At the time, Bishop Michael J. Hoban, who came to Scranton in the late 1890s, controlled 227 parishes in the northeastern corner of Pennsylvania with an iron fist. He treated the success of the Polish National Catholic Church with disdain and used the courts whenever he could to block their grip in controversial Polish parishes.

Little is known of Father Pietrowicz's work in the parishes at Kingston, Nanticoke, Morris Run, Dorrance Corners and Plymouth. For the last five and a half years of his life, he was pastor of St. Stanislaus Kostka Catholic Church in Jessup, Lackawanna County, established as a pastorate in 1924. He was found dead in bed at the rectory.

In addition to his two brothers and a sister, attending the solemn mass of requiem in Jessup by Bishop William J. Hafey were not only the parishioners but also the priests of the surrounding Polish parishes and other prominent priests. The Divine Office was chanted in the church by the Hebdomadarius, Rev. James P. McAndrew, Scranton; chanters, Rev. Louis E. Pilati and Rev. Joseph T. Shaughnessy, both of Dunmore; first lesson, Rev. Henry T. Klonowski, S.T.D., Scranton; second lesson, Rev. Andrew E. Dlugos, Jessup; third lesson, Rev. Francis X. Dominiak, Dickson City.

The other officers included assistant priest, Mgr. William L. Farrell, V.F., Carbondale; deacons of honor, Rev. Ignatius J. Ritter, Throop, and Rev. Rev. Joseph A. Mroziewski, Mayfield; deacon of the mass, Rev. Edward A. Bellas, Olyphant; subdeacon of the mass, Rev. William P. Boyd, S.T.D., Jessup; master of ceremonies, Rev.

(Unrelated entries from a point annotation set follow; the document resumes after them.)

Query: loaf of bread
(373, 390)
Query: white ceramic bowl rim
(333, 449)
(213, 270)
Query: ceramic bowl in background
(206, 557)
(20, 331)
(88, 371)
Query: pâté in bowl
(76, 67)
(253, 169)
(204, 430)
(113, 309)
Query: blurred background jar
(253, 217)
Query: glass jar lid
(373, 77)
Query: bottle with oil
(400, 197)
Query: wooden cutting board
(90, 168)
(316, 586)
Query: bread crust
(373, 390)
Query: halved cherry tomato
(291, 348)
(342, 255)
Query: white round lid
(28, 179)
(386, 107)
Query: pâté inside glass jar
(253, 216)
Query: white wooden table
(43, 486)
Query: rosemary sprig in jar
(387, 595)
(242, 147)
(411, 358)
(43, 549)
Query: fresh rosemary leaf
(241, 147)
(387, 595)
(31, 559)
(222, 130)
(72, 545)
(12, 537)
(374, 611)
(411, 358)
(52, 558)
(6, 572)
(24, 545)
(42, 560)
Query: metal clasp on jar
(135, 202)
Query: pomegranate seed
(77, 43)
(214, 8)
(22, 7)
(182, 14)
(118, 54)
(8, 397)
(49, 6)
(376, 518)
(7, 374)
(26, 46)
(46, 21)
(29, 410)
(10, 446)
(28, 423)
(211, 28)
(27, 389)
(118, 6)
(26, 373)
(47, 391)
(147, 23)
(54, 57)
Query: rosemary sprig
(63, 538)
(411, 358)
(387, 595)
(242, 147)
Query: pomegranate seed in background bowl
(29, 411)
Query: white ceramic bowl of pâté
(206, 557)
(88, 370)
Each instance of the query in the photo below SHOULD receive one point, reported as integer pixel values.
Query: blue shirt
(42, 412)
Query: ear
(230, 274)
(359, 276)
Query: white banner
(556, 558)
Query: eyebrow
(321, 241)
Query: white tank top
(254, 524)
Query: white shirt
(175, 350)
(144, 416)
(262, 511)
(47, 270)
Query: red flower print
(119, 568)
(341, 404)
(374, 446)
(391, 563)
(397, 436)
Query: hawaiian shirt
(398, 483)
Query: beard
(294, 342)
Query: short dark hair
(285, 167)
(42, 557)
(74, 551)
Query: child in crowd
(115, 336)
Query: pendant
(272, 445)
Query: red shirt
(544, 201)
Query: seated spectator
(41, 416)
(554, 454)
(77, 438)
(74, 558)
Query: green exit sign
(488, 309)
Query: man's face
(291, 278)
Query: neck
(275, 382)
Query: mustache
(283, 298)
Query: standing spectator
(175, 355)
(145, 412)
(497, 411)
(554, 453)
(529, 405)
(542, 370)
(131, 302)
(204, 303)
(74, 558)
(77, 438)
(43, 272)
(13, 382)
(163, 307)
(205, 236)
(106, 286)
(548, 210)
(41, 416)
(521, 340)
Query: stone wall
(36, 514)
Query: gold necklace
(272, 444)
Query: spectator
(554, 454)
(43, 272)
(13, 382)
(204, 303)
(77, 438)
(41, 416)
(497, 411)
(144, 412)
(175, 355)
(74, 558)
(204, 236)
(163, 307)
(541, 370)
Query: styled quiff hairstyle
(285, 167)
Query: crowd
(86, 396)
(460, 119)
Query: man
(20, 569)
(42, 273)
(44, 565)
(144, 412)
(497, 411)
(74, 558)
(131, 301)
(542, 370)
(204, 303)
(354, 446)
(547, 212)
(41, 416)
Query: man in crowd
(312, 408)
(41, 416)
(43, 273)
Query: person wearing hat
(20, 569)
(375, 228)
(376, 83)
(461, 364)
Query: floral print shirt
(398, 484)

Robert A. McNulty, Scranton; thurifier, Rev. John J. Kozlowski, Dunmore; acolytes, Rev. John P. Lipski, Forest City, and Rev. Charles A. Zawol, Austin Heights; book bearer, Rev. Anthony A. Suchocki, Dickson City; candle bearer, Rev. Stephen J. Yaneka, Jessup; miter bearer, Rev. Aloysius S. Ziemba, Archbald; cross bearer, Rev. Joseph J. Ferrese, Jessup; and preacher, Rev. Anthony J. Kozlowski, Eynon.

The past hangs heavy over Jessup. Owing to the shortage of priests and a shrinking population, St. Stanislaus became a mission of St. Michael's, Olyphant, in 1974, and later a mission of St. James, Jessup, one of the first Catholic parishes created by Bishop Hoban in Lackawanna County. The population was down to 4,718 persons in 2000. St. Stanislaus is a mission now of St. James, Jessup. Many of the homes still standing in Jessup once belonged to families named Andrejko, Twardowski, Chrusciel, Ostrowski, Pisarski, Basalyga, and Partyka. All of them and the priests like Pietrowicz are part of Jessup's history.